Installing Software on the Yens

As a yen user, you can install your own custom software in your home directory or any location where you have permissions (such as a shared project space). If you are working with other researchers on a shared project, it is a good idea to have a dedicated shared software directory where you can install required software.

As an example, we can install a newer Tesseract software which is free and is developed by Google. Tesseract is an optical character recognition (OCR) tool and python pytesseract package is a Tesseract wrapper for python. The yens have a default version of Tesseract installed but we can install a newer version of it.

Check the default Tesseract version already installed on the yens:

$ tesseract --version

We need to go the releases repo and copy the link to the source code tarball (tar.gz file).

Then we download the source code to the yens with wget command and pasting the link to the source code.

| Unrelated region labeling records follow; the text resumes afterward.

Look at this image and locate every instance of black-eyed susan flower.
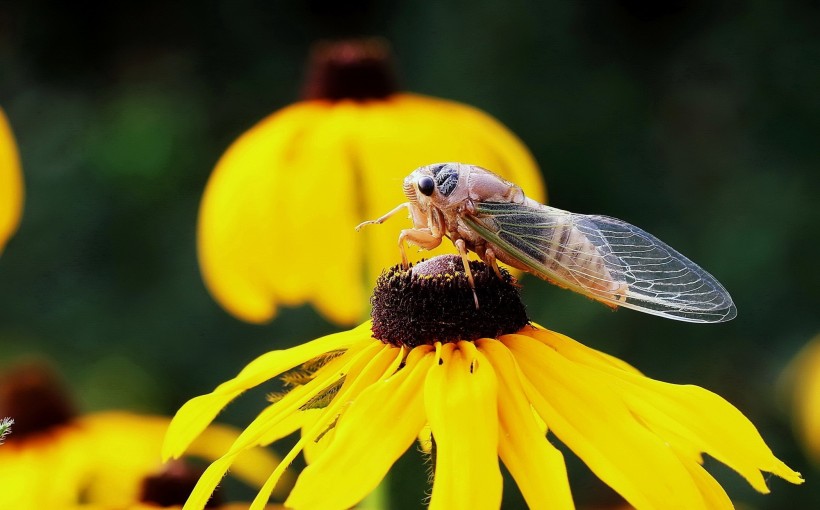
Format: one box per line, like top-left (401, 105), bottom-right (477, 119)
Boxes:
top-left (71, 460), bottom-right (282, 510)
top-left (163, 256), bottom-right (802, 510)
top-left (0, 109), bottom-right (23, 254)
top-left (198, 40), bottom-right (544, 324)
top-left (782, 334), bottom-right (820, 464)
top-left (0, 364), bottom-right (288, 510)
top-left (0, 417), bottom-right (14, 444)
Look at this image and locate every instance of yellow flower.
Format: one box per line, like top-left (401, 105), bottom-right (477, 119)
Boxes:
top-left (783, 335), bottom-right (820, 463)
top-left (198, 41), bottom-right (545, 324)
top-left (0, 109), bottom-right (23, 254)
top-left (0, 365), bottom-right (288, 510)
top-left (163, 256), bottom-right (802, 510)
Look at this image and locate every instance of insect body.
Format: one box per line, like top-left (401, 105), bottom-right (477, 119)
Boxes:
top-left (356, 163), bottom-right (737, 322)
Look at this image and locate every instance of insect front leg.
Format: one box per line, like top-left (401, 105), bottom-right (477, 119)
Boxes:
top-left (356, 202), bottom-right (410, 232)
top-left (399, 228), bottom-right (444, 269)
top-left (481, 248), bottom-right (504, 281)
top-left (453, 239), bottom-right (478, 310)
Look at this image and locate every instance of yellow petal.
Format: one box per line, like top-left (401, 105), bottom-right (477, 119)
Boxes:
top-left (250, 340), bottom-right (404, 510)
top-left (608, 362), bottom-right (803, 493)
top-left (197, 103), bottom-right (328, 322)
top-left (668, 444), bottom-right (734, 510)
top-left (477, 339), bottom-right (575, 509)
top-left (0, 109), bottom-right (23, 254)
top-left (0, 426), bottom-right (94, 510)
top-left (531, 331), bottom-right (802, 492)
top-left (188, 423), bottom-right (288, 494)
top-left (424, 342), bottom-right (502, 510)
top-left (502, 335), bottom-right (706, 509)
top-left (266, 102), bottom-right (369, 324)
top-left (786, 335), bottom-right (820, 461)
top-left (285, 347), bottom-right (433, 509)
top-left (523, 326), bottom-right (641, 375)
top-left (181, 341), bottom-right (384, 508)
top-left (162, 323), bottom-right (370, 460)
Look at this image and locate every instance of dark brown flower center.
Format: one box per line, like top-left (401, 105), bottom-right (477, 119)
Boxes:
top-left (371, 255), bottom-right (529, 347)
top-left (0, 363), bottom-right (76, 444)
top-left (302, 39), bottom-right (398, 101)
top-left (140, 460), bottom-right (222, 508)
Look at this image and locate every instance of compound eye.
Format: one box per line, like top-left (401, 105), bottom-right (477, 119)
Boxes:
top-left (416, 175), bottom-right (436, 197)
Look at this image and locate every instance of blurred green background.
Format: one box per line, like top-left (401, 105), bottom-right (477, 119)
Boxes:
top-left (0, 0), bottom-right (820, 509)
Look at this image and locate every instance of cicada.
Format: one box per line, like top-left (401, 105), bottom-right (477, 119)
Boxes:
top-left (356, 163), bottom-right (737, 322)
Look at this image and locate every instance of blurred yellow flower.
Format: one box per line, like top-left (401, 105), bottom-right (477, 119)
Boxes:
top-left (0, 365), bottom-right (288, 510)
top-left (198, 40), bottom-right (545, 324)
top-left (0, 109), bottom-right (23, 254)
top-left (784, 335), bottom-right (820, 463)
top-left (163, 256), bottom-right (803, 510)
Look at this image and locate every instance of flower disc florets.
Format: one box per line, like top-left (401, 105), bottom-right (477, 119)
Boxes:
top-left (0, 363), bottom-right (76, 441)
top-left (370, 255), bottom-right (529, 347)
top-left (302, 39), bottom-right (398, 101)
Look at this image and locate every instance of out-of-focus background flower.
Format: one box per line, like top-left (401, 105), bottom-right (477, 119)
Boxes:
top-left (0, 0), bottom-right (820, 509)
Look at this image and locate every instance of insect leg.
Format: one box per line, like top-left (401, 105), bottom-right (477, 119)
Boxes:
top-left (453, 239), bottom-right (478, 310)
top-left (356, 202), bottom-right (410, 232)
top-left (482, 248), bottom-right (504, 281)
top-left (399, 228), bottom-right (444, 269)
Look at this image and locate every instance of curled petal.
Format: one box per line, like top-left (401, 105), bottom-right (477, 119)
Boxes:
top-left (424, 342), bottom-right (502, 509)
top-left (286, 348), bottom-right (433, 509)
top-left (478, 339), bottom-right (575, 509)
top-left (162, 323), bottom-right (369, 460)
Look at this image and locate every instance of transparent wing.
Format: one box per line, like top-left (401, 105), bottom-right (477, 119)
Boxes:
top-left (463, 202), bottom-right (737, 322)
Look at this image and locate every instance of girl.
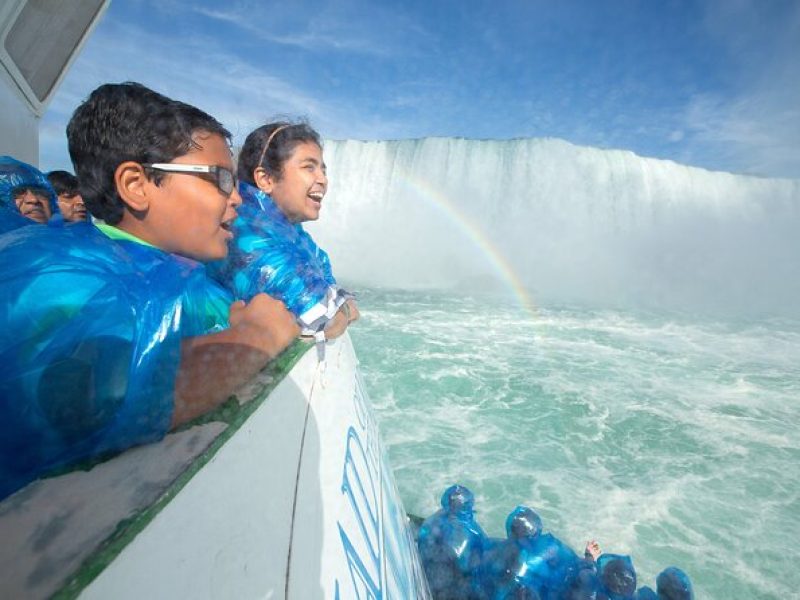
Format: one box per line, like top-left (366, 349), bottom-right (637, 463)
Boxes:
top-left (211, 122), bottom-right (359, 338)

For this example, I am using a shared directory in /zfs/gsb/intermediate-yens/software but choose a shared location where you want the software to be installed and use the correct path to it instead.

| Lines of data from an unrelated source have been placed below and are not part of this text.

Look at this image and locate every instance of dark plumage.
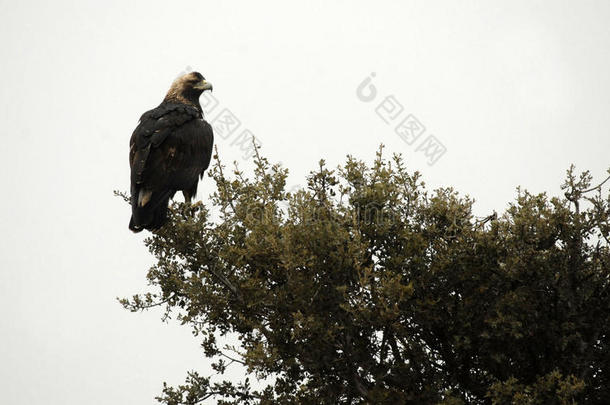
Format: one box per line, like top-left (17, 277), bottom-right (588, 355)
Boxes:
top-left (129, 72), bottom-right (214, 232)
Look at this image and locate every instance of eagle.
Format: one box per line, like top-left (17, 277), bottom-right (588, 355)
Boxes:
top-left (129, 72), bottom-right (214, 232)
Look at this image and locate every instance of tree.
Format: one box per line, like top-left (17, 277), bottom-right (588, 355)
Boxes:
top-left (121, 149), bottom-right (610, 405)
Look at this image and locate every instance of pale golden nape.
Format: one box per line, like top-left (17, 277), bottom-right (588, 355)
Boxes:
top-left (165, 72), bottom-right (198, 104)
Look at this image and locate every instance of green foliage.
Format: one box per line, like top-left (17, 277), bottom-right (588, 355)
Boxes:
top-left (122, 149), bottom-right (610, 405)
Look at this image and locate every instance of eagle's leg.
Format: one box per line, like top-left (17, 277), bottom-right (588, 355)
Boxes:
top-left (182, 190), bottom-right (203, 215)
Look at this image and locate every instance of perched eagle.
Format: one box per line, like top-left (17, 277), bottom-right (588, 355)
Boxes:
top-left (129, 72), bottom-right (214, 232)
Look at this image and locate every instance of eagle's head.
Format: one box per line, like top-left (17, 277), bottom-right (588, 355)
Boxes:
top-left (164, 72), bottom-right (212, 109)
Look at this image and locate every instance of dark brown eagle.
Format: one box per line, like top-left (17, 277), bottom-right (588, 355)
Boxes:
top-left (129, 72), bottom-right (214, 232)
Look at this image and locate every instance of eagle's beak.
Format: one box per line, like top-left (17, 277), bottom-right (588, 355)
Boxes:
top-left (193, 80), bottom-right (212, 91)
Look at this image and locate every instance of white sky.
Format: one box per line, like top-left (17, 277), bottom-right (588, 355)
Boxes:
top-left (0, 0), bottom-right (610, 405)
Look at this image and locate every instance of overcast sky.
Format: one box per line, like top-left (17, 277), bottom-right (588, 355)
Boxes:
top-left (0, 0), bottom-right (610, 405)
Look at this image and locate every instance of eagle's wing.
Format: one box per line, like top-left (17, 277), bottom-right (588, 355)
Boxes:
top-left (129, 104), bottom-right (201, 188)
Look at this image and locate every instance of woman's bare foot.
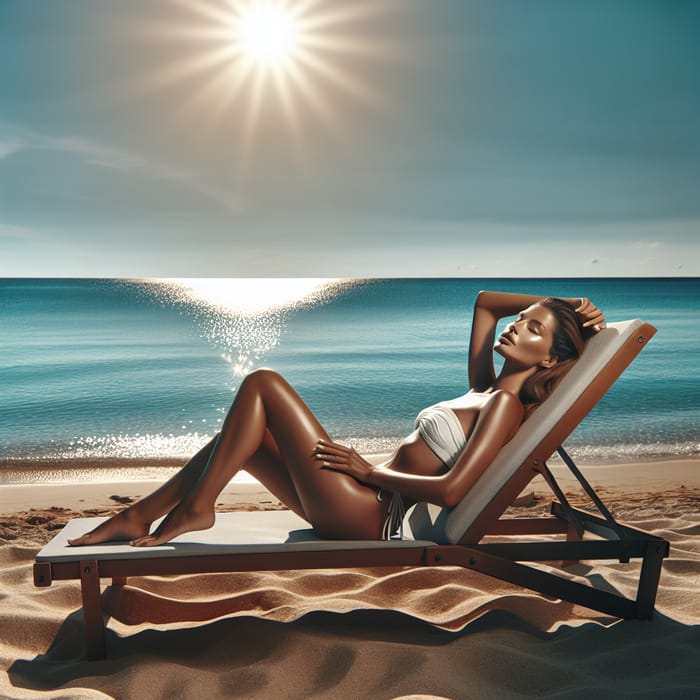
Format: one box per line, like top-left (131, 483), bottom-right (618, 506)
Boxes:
top-left (68, 508), bottom-right (151, 547)
top-left (131, 503), bottom-right (214, 547)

First, make directory where you want the binary to be (this should be a shared project space if you want other research to be able to use the software):

$ mkdir /zfs/gsb/intermediate-yens/software/tesseract-5.2.0

Navigate where you want to download the source file to (you can also download the source to your home):

$ cd /zfs/gsb/intermediate-yens/software

Download the source code:

$ wget https://github.com/tesseract-ocr/tesseract/archive/refs/tags/5.2.0.tar.gz 

Untar the source code:

$ tar -zxvf 5.2.0.tar.gz
$ cd tesseract-5.2.0/

Install in a location such as /zfs/<project-dir>/software by specifying the desired install location with --prefix argument in configure execution (use the directory path you made above):

$ ./autogen.sh
$ ./configure --prefix=/zfs/gsb/intermediate-yens/software/tesseract-5.2.0
$ make
$ make install

If everything completes successfully, add a path to the bin directory in your bash profile.

$ echo 'export PATH=/zfs/gsb/intermediate-yens/software/tesseract-5.2.0/bin:$PATH' >> ~/.bash_profile

Tesseract also needs to have an English tessdata file (or other language train data) to use language data models as described here. We download eng.traineddata file and copy it to tesseract-5.2.0/tessdata directory.

Now, we can call tesseract executable from anywhere on the yen’s file system.

Source the bash profile to execute the added export PATH command:

$ source ~/.bash_profile

Check the new tesseract version:

$ cd
$ tesseract --version

You should see the updated version:

tesseract 5.2.0
 leptonica-1.82.0
  libgif 5.1.9 : libjpeg 8d (libjpeg-turbo 2.1.1) : libpng 1.6.37 : libtiff 4.3.0 : zlib 1.2.11 : libwebp 1.2.2 : libopenjp2 2.4.0
 Found AVX
 Found SSE4.1
 Found OpenMP 201511
 Found libarchive 3.6.0 zlib/1.2.11 liblzma/5.2.5 bz2lib/1.0.8 liblz4/1.9.3 libzstd/1.4.8
 Found libcurl/7.81.0 OpenSSL/3.0.2 zlib/1.2.11 brotli/1.0.9 zstd/1.4.8 libidn2/2.3.2 libpsl/0.21.0 (+libidn2/2.3.2) libssh/0.9.6/openssl/zlib nghttp2/1.43.0 librtmp/2.3 OpenLDAP/2.5.13

Finally, clean up by removing the source tarball (especially important if you downloaded the tarball to your home so we keep our home directory tidy and under the 50 G space limit):

$ cd /zfs/gsb/intermediate-yens/software/
$ rm 5.2.0.tar.gz